The Department of Health has failed to comply with the Kiddie Kollege law and adopt mandated indoor air standards, which were required to be promulgated by July 2008, 18 months after the law’s passage.

Equally amazing is that the DHSS also has been aware of the situation in Atlantic Highlands and has advised – literally – to open the windows and prepare to abandon the school (read the DHSS 9/30/08 recommendations here)

  • continue to ventilate the areas that were monitored to reduce the levels of  volatile compounds identified; 
  • develop and implement a contingency plan to limit occupancy if conditions within the building change and levels increase in the sampled areas

Local school officials and a group of parents have been working for months on a solution. But they need the power of state law and DEP enforcement to back them up.

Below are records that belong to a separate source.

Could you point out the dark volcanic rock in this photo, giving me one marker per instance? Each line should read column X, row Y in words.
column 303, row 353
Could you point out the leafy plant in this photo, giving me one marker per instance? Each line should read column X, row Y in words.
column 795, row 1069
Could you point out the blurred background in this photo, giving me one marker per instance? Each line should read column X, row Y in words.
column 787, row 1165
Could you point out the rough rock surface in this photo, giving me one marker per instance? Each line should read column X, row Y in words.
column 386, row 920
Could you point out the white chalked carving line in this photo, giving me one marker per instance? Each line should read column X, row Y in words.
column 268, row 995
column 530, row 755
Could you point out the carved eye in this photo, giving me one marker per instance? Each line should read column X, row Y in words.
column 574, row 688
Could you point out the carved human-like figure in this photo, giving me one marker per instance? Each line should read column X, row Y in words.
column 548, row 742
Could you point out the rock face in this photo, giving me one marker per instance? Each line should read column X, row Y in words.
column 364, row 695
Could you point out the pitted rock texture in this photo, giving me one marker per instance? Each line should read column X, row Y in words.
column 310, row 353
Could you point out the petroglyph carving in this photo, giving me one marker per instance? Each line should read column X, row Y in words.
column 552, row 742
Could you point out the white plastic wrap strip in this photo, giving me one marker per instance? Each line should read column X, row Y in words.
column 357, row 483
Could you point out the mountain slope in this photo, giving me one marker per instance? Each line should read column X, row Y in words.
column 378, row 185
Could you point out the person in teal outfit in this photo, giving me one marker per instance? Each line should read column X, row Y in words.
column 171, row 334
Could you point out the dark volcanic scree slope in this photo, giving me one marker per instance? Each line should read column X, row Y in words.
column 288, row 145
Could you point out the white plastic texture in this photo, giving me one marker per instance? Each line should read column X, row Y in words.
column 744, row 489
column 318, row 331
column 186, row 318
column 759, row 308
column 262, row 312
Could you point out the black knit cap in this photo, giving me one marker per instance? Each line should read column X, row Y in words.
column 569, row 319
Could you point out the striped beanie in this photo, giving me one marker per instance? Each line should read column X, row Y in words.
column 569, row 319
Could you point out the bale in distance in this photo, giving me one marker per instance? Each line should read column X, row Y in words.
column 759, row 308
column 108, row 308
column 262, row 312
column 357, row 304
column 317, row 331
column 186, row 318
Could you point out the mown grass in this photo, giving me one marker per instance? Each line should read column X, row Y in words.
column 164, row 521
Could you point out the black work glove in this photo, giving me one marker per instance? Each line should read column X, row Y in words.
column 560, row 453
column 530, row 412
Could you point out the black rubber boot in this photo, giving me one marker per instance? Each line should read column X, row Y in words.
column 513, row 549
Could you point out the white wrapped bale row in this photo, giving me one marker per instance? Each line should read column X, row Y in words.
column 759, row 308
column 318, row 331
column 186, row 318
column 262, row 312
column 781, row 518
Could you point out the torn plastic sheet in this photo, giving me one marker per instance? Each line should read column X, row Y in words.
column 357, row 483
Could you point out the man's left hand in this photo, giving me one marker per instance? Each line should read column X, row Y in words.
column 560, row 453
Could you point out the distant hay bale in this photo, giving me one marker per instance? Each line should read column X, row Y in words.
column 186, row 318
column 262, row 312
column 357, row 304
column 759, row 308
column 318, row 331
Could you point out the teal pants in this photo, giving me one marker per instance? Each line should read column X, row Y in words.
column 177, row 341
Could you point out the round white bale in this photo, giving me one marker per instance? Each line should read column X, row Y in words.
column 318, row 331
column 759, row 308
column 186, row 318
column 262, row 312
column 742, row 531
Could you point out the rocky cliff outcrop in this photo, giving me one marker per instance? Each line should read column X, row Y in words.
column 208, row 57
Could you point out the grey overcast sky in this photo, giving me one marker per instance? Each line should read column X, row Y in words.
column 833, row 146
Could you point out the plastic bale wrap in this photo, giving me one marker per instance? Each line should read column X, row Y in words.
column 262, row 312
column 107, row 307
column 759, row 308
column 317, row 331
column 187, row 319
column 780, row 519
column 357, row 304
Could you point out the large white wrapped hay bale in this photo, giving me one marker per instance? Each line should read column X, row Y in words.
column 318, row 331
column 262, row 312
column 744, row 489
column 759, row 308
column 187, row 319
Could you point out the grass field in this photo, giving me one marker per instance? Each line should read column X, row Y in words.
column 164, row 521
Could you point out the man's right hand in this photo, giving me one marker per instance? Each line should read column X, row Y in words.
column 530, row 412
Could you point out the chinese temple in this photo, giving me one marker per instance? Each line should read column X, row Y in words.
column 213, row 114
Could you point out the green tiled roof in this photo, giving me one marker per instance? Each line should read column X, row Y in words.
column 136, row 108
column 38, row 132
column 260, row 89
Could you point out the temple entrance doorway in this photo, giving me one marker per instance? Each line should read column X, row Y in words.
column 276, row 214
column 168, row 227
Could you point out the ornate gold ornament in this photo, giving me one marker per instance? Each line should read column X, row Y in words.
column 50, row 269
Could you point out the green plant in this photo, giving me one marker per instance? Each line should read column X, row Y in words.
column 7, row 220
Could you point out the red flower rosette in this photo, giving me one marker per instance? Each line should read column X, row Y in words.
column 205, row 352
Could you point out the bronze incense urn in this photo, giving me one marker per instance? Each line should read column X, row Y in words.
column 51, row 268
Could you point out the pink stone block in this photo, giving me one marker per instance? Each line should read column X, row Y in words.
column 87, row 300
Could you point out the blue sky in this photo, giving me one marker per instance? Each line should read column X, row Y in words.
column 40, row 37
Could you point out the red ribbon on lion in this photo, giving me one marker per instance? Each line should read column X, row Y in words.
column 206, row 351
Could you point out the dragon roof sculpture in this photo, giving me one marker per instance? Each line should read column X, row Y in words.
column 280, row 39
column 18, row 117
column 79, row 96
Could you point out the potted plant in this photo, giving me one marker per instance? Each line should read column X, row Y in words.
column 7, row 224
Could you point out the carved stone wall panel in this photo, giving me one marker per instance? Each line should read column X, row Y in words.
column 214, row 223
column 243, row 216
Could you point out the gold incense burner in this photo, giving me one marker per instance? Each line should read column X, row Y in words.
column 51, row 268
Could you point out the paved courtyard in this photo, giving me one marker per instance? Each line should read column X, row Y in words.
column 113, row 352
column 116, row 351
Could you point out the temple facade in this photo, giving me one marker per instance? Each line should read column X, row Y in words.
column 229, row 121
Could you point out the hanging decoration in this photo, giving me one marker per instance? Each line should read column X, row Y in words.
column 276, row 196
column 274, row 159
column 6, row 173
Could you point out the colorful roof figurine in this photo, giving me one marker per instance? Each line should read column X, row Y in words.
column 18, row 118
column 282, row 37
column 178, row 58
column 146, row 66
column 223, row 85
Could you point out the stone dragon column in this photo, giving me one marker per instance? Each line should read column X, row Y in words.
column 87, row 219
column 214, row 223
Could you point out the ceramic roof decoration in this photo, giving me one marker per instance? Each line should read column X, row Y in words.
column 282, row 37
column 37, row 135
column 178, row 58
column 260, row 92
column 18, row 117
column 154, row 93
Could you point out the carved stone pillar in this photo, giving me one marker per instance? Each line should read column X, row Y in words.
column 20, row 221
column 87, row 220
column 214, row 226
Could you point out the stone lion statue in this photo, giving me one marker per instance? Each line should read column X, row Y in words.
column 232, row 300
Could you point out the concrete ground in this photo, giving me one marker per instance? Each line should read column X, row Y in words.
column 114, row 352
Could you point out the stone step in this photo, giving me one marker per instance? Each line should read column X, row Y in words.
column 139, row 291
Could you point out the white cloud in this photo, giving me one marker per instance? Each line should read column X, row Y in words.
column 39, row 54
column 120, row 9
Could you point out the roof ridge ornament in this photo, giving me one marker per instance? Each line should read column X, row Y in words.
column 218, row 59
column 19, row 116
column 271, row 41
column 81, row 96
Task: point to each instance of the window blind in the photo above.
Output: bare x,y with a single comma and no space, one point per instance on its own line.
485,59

Yesterday, I wrote DEP Commissioner Mark Mauriello the following letter – let’s hope this gets resolved immediately. We will keep you posted.

Dear Commissioner:

For many months, the Department has known that children in the Atlantic Highlands elementary school (AHES) are being exposed to unsafe indoor toxic air pollutants that exceed DEP’s vapor intrusion (VI) guidance levels. 

As you know, the Department’s VI guidance levels for indoor air exposure are not based on children’s health risks, pharmacokinetics, and metabolism, as required by P.L. 2007, c.1 (AKA, the “Kiddie Kollege” law, which mandated that DHSS adopt such standards by July 2008), and therefore may not be adequately protective.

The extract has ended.